If a new code is authorized and the state is under a 'budget neutrality' guideline, the value of the older codes may be reduced slightly to reflect both the availability and quantity of use of the new code. As a result, 'more' is not always 'better' with regard to reimbursement!
As an additional reminder, the 'V' codes used in the HCPCS listings should not be confused with the 'V' codes, which are part of the ICD-9 series of codes. The difference between the two 'V' code sets is that the ICD-9 'V' codes describe hearing procedures unrelated to the primary purpose of a patient's office visit. For example, if a patient arrives at a physician's office for a blood pressure check, and, while there, asks to have his hearing tested, the hearing test would be considered 'unrelated' and therefore, not medically necessary. The corresponding code would be V72.1. In contrast, the 'V' codes on the Medicare and Medicaid lists are for medically necessary procedures to be coded specifically for Medicare or Medicaid.

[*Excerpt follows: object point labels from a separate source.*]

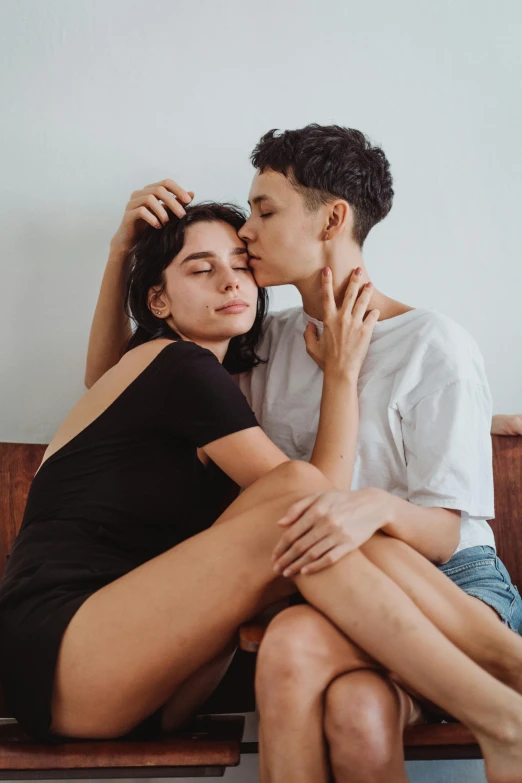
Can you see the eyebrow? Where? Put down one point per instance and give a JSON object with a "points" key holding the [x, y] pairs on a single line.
{"points": [[237, 251], [259, 199]]}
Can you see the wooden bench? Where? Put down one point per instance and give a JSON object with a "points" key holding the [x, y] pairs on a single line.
{"points": [[453, 740], [206, 748], [214, 742]]}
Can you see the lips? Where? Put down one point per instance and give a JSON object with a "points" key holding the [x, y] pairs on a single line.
{"points": [[233, 306]]}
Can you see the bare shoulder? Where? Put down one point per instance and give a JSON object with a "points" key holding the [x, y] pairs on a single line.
{"points": [[104, 392]]}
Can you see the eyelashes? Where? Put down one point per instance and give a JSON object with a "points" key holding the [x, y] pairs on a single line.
{"points": [[207, 271]]}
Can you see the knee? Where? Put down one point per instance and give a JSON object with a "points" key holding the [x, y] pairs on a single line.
{"points": [[362, 721], [300, 475], [290, 657]]}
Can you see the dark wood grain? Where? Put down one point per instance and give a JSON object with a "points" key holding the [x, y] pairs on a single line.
{"points": [[18, 464], [210, 742], [22, 757]]}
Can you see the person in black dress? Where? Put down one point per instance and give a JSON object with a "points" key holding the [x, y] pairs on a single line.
{"points": [[134, 566]]}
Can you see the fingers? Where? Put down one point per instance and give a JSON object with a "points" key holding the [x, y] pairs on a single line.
{"points": [[152, 199], [149, 202], [180, 193], [329, 306], [307, 549], [352, 291], [311, 339], [361, 305], [144, 214]]}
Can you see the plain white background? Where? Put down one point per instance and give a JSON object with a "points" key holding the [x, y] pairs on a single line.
{"points": [[101, 97]]}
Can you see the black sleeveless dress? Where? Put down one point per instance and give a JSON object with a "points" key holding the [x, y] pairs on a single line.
{"points": [[125, 489]]}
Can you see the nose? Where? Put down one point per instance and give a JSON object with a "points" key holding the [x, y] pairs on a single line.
{"points": [[231, 280], [245, 232]]}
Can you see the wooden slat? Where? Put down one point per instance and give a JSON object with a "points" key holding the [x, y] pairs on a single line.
{"points": [[507, 525], [18, 464], [212, 742], [507, 472]]}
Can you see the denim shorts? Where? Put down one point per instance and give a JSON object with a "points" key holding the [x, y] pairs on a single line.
{"points": [[480, 573]]}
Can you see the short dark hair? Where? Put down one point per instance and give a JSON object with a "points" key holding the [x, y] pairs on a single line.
{"points": [[149, 258], [327, 161]]}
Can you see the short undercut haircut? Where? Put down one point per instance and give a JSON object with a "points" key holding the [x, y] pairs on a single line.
{"points": [[324, 162]]}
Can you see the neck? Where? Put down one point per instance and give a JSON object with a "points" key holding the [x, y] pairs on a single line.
{"points": [[342, 261], [218, 347]]}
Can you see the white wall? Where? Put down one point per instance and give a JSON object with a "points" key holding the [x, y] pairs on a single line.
{"points": [[103, 96]]}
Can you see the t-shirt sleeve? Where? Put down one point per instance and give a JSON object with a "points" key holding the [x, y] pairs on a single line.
{"points": [[203, 402], [448, 449]]}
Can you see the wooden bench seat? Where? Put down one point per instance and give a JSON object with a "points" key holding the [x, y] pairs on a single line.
{"points": [[206, 750], [213, 743], [453, 740]]}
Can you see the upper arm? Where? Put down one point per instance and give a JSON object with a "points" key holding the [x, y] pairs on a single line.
{"points": [[448, 452], [245, 456], [205, 407]]}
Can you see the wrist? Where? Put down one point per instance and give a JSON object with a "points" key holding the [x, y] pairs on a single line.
{"points": [[341, 375], [391, 510]]}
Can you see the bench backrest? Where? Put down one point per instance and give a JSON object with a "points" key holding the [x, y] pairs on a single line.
{"points": [[19, 462]]}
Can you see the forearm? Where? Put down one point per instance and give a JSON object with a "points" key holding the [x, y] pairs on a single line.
{"points": [[110, 328], [434, 532], [334, 449]]}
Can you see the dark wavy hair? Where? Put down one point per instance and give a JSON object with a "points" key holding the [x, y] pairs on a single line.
{"points": [[323, 162], [149, 258]]}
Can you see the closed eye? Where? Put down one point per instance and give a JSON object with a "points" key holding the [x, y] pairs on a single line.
{"points": [[206, 271]]}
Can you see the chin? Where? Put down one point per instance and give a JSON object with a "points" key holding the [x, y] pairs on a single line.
{"points": [[266, 279]]}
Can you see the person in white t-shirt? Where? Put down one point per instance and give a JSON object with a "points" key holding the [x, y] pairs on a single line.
{"points": [[425, 417]]}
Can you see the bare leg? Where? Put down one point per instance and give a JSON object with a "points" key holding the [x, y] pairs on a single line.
{"points": [[304, 658], [369, 608], [470, 624], [134, 642], [365, 717]]}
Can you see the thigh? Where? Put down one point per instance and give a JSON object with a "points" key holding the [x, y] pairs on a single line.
{"points": [[135, 641], [276, 484]]}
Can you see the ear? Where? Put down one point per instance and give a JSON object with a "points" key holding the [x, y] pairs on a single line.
{"points": [[339, 218], [158, 301]]}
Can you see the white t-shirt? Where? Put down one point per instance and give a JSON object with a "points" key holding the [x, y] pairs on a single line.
{"points": [[424, 405]]}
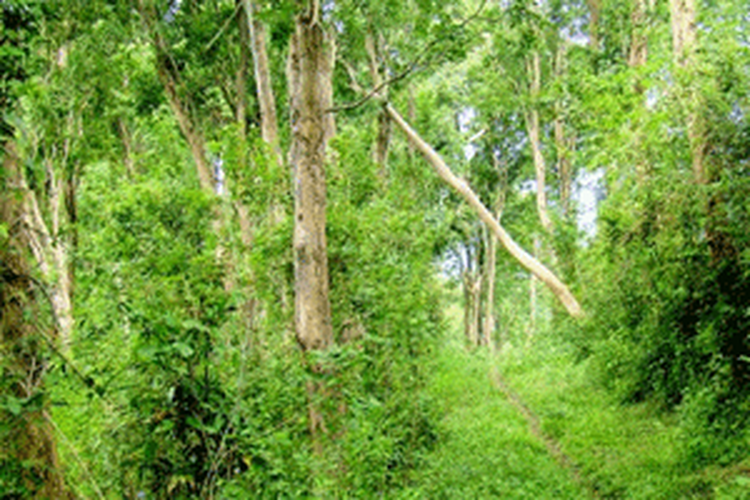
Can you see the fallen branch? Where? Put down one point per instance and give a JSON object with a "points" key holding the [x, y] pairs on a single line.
{"points": [[557, 287]]}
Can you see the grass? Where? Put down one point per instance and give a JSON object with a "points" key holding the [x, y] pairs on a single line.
{"points": [[487, 450], [627, 451]]}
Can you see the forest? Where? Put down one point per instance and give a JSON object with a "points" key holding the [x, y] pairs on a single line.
{"points": [[408, 249]]}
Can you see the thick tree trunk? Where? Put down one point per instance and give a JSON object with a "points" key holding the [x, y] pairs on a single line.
{"points": [[533, 129], [50, 248], [310, 72], [557, 287], [29, 443]]}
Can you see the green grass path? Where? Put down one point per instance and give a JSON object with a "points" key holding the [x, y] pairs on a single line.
{"points": [[489, 450]]}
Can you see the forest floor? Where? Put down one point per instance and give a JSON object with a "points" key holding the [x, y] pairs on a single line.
{"points": [[531, 423]]}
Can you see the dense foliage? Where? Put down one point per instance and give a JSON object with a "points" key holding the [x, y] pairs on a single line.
{"points": [[176, 372]]}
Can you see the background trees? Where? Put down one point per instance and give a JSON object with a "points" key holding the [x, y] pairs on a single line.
{"points": [[163, 229]]}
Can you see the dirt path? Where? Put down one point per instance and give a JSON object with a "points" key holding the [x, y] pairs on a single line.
{"points": [[550, 443]]}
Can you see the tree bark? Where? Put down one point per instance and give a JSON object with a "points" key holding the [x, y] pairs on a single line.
{"points": [[557, 287], [563, 143], [594, 13], [488, 324], [533, 129], [638, 53], [30, 442], [310, 74], [382, 143], [269, 123], [683, 14]]}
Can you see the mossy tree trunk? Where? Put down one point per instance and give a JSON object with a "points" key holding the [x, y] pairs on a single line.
{"points": [[28, 457]]}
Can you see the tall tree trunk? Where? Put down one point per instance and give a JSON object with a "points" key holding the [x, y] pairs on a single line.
{"points": [[50, 247], [533, 129], [383, 140], [594, 13], [490, 325], [490, 269], [311, 69], [557, 287], [240, 113], [533, 295], [683, 14], [563, 143], [269, 123], [472, 284], [311, 61], [29, 443]]}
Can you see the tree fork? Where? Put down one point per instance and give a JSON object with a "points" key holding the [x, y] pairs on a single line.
{"points": [[558, 288]]}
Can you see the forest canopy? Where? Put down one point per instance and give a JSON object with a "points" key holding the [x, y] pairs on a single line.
{"points": [[241, 240]]}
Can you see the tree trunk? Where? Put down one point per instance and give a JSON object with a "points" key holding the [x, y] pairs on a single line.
{"points": [[50, 248], [557, 287], [382, 143], [29, 444], [683, 14], [533, 296], [594, 13], [269, 126], [490, 268], [533, 129], [311, 67], [638, 53], [563, 144], [472, 284]]}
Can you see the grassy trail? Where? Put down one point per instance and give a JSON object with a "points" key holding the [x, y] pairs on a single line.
{"points": [[490, 451], [532, 423]]}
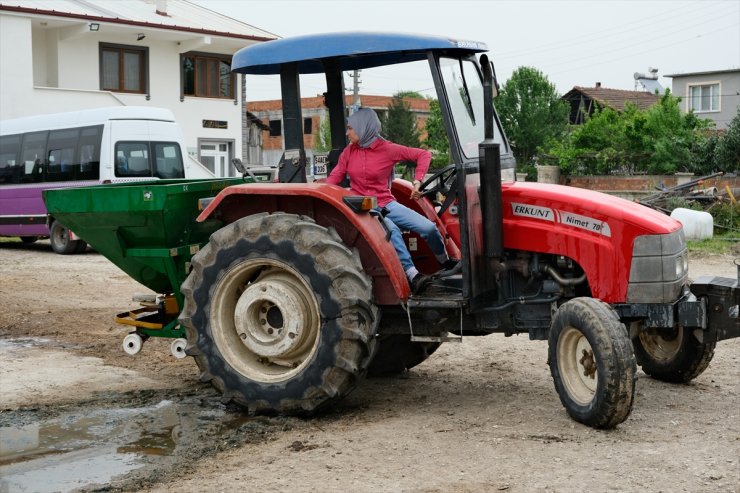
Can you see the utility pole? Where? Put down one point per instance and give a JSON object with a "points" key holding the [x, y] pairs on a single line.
{"points": [[355, 90]]}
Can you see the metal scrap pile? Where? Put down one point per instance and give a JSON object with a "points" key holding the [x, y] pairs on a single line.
{"points": [[694, 194]]}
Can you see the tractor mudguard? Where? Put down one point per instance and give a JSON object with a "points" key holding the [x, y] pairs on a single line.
{"points": [[324, 203]]}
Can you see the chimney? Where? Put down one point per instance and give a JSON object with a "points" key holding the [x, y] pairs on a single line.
{"points": [[161, 6]]}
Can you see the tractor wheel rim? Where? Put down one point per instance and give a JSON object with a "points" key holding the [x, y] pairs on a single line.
{"points": [[577, 366], [265, 320]]}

Using these codes appropriately can be a daunting task. If ever a question exists about which code to use for the respective payers, the best advice is to call the provider services representative for that payer and ask! Additionally, I certainly recommend that the audiologist document the name and phone number of the provider services representative, and also document the time and date of the call in case a procedural issue is contested at a later date.